Pattern 6: Multi-Turn Conversations with Context

Maintain conversation context with smart routing:
import requests
import json

class SmartRoutingChatSession:
    """Maintain conversation with smart routing."""

    def __init__(self, api_key: str, candidates: list[str] = None):
        self.api_key = api_key
        self.candidates = candidates
        self.messages = []
        self.selected_models = []  # Track model selection per turn

    def send_message(self, content: str) -> str:
        """Send a message and get response."""

        # Add user message to history
        self.messages.append({"role": "user", "content": content})

        url = "https://api.edenai.run/v3/llm/chat/completions"
        headers = {
            "Authorization": f"Bearer {self.api_key}",
            "Content-Type": "application/json"
        }

        payload = {
            "model": "@edenai",
            "messages": self.messages,  # Include full conversation
            "stream": True
        }

        if self.candidates:
            payload["router_candidates"] = self.candidates

        response = requests.post(url, headers=headers, json=payload, stream=True)

        assistant_response = ""
        selected_model = None

        for line in response.iter_lines():
            if line:
                line_str = line.decode('utf-8')
                if line_str.startswith('data: ') and line_str != 'data: [DONE]':
                    data = json.loads(line_str[6:])

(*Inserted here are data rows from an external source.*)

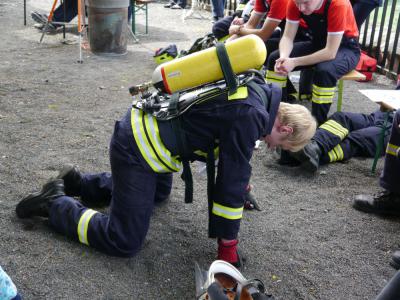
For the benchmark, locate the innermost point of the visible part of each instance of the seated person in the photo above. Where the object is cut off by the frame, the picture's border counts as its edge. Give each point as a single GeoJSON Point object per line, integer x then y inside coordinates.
{"type": "Point", "coordinates": [363, 8]}
{"type": "Point", "coordinates": [180, 4]}
{"type": "Point", "coordinates": [275, 11]}
{"type": "Point", "coordinates": [220, 28]}
{"type": "Point", "coordinates": [344, 136]}
{"type": "Point", "coordinates": [269, 29]}
{"type": "Point", "coordinates": [144, 153]}
{"type": "Point", "coordinates": [71, 11]}
{"type": "Point", "coordinates": [333, 50]}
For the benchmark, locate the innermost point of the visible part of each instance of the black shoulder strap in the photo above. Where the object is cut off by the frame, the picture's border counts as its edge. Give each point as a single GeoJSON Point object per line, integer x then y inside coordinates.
{"type": "Point", "coordinates": [226, 68]}
{"type": "Point", "coordinates": [261, 93]}
{"type": "Point", "coordinates": [183, 148]}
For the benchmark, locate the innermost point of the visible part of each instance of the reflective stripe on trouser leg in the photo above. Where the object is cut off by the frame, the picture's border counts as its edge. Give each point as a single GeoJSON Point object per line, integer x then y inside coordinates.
{"type": "Point", "coordinates": [391, 171]}
{"type": "Point", "coordinates": [276, 78]}
{"type": "Point", "coordinates": [322, 95]}
{"type": "Point", "coordinates": [227, 212]}
{"type": "Point", "coordinates": [335, 128]}
{"type": "Point", "coordinates": [321, 102]}
{"type": "Point", "coordinates": [336, 154]}
{"type": "Point", "coordinates": [392, 150]}
{"type": "Point", "coordinates": [84, 224]}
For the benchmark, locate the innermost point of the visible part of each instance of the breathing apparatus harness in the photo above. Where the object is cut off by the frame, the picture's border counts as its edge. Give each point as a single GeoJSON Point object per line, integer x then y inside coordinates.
{"type": "Point", "coordinates": [167, 107]}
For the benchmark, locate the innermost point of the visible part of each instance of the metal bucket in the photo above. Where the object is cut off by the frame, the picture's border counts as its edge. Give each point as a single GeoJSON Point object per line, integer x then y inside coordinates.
{"type": "Point", "coordinates": [108, 26]}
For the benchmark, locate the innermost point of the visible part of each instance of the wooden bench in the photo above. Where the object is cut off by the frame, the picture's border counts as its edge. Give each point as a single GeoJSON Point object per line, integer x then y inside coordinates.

                    if not selected_model and 'model' in data:
                        selected_model = data['model']

                    content = data.get('choices', [{}])[0].get('delta', {}).get('content', '')
                    assistant_response += content

        # Add assistant response to history
        self.messages.append({"role": "assistant", "content": assistant_response})
        self.selected_models.append(selected_model)

        return assistant_response

    def get_conversation_summary(self) -> dict:
        """Get conversation statistics."""
        return {
            "turns": len(self.messages) // 2,
            "models_used": self.selected_models,
            "total_messages": len(self.messages)
        }

# Usage
session = SmartRoutingChatSession(
    API_KEY,
    candidates=["openai/gpt-4o", "anthropic/claude-sonnet-4-5"]
)

# Multi-turn conversation
response1 = session.send_message("What is Python?")
print(f"Assistant: {response1}\n")

response2 = session.send_message("Can you give me a code example?")
print(f"Assistant: {response2}\n")

response3 = session.send_message("Explain that example in detail")
print(f"Assistant: {response3}\n")

# Summary
summary = session.get_conversation_summary()
print(f"\nConversation summary: {summary}")

Monitoring and Debugging

Tracking Routing Decisions

Monitor which models are selected:
import requests
import json
from collections import defaultdict
from datetime import datetime

class RoutingMonitor:
    """Track and analyze routing decisions."""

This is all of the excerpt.